Dr. Barbara Kreutzkamp, München
Morbus Crohn ist eine chronische entzündliche Erkrankung, die sich über den gesamten Gastrointestinaltrakt erstreckt. Die Standardtherapie umfasst in den akuten entzündlichen Schüben die Gabe von immunsuppressiven Substanzen. Mit zunehmendem Verständnis der Pathophysiologie erscheint aber auch der umgekehrte Ansatz, die Gabe von immunstimulierenden Substanzen, sinnvoll. Neueren Erkenntnissen zufolge sind nämlich die Symptome dieser Erkrankung unter anderem auf ein unzureichend funktionierendes unspezifisches Immunsystem der Darmschleimhaut zurückzuführen: Neutrophile und Makrophagen kommen nur unzureichend ihren Phagozytoseaufgaben nach, wodurch Darmbakterien und deren Stoffwechselprodukte ungehindert an die Schleimhautzellen des Darms gelangen und dort eine chronische, T-Zell-vermittelte Entzündung hervorrufen.
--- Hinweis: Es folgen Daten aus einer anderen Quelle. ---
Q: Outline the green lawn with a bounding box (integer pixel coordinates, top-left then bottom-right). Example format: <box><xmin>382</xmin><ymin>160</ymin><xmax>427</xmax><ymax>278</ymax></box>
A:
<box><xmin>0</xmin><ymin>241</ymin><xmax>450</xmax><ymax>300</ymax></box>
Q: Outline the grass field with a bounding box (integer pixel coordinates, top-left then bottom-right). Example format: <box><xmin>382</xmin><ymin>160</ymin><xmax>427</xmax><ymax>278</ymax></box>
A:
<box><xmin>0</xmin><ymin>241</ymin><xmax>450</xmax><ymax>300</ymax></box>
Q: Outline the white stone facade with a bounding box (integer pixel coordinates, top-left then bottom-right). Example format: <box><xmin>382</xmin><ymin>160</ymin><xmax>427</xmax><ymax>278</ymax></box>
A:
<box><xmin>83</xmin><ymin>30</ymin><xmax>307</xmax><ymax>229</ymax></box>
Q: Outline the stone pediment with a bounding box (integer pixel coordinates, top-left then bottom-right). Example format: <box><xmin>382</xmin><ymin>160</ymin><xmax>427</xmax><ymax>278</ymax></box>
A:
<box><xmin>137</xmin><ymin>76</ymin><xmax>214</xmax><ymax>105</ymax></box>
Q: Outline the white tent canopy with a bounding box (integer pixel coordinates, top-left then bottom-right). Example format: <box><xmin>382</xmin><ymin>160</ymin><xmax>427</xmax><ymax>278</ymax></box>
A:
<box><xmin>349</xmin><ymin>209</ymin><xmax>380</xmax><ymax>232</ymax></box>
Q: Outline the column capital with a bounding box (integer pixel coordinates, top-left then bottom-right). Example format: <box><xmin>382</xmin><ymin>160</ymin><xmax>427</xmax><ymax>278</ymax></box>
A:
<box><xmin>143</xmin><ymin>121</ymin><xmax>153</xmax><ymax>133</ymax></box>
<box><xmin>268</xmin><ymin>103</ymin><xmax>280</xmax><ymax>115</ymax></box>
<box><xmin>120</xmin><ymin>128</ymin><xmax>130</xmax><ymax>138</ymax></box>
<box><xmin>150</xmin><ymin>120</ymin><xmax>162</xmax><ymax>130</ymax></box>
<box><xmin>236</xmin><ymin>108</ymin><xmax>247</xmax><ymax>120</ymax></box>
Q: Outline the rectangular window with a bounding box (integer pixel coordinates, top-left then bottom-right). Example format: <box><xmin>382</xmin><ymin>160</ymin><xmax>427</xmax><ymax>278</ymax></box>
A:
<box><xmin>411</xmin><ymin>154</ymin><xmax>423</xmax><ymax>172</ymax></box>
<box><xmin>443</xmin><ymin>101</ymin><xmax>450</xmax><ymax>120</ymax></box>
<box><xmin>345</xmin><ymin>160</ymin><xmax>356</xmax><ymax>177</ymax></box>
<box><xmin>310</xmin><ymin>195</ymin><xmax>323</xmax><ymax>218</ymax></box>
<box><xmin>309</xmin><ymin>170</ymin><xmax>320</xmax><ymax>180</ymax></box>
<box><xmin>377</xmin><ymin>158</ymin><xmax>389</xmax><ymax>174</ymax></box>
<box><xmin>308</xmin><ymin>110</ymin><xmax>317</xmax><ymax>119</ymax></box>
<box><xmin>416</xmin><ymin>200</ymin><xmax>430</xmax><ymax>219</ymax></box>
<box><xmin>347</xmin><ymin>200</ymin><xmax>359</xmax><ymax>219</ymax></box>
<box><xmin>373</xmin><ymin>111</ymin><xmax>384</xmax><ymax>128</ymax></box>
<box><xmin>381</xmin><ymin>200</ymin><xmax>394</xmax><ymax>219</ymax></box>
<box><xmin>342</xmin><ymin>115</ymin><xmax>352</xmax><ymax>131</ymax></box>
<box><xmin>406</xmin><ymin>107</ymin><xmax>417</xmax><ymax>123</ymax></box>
Der Granulozyten-Makrophagen-Kolonie-stimulierende Faktor (GM-CSF) ist ein Wachstumsfaktor des Knochenmarks und für die Entwicklung und Funktionsfähigkeit sowohl der Granulozyten als auch der Makrophagen essenziell. Neben den Zellen des Knochenmarks exprimieren auch die Epithelzellen des gesamten Gastrointestinaltrakts GM-CSF-Rezeptoren.
Mit Sargramostim (in Deutschland nicht zugelassen) steht ein rekombinanter humaner GM-CSF für die Behandlung am Menschen zur Verfügung. Der Wachstumsfaktor wurde bisher vor allem zur Knochenmarkregeneration nach Chemotherapie eingesetzt (Leukine®, USA). In einer Pilotstudie untersuchte man nun die Wirksamkeit von Sargramostim bei Patienten mit Morbus Crohn.
In der randomisierten Plazebo-kontrollierten Doppelblindstudie wurden 124 Patienten mit einem mittelschweren bis schweren aktiven Morbus Crohn in einem 2 : 1-Verhältnis der 56-tägigen Verum- oder Plazebo-Behandlung zugewiesen. Die Verum-Behandlung sah die tägliche subkutane Gabe von 6µg/kg Sargramostim vor. Antibiotika und Aminosalicylate waren als symptomatisch wirksame Bedarfsmedikamente erlaubt, immunsuppressive Basismedikamente und Glucocorticoide durften nicht eingenommen werden.
Primärer Endpunkt war das klinische Therapieansprechen, definiert als ein Absinken der Krankheitsaktivität um mindestens 70 Punkte auf dem Crohn’s Disease Activity Index (CDAI) bis zum Behandlungsende.
Am Stichtag – 57 Tage nach Behandlungsbeginn – ergab sich kein signifikanter Unterschied beim primären Endpunkt klinisches Therapieansprechen zwischen den beiden Behandlungsgruppen (Abb. 1).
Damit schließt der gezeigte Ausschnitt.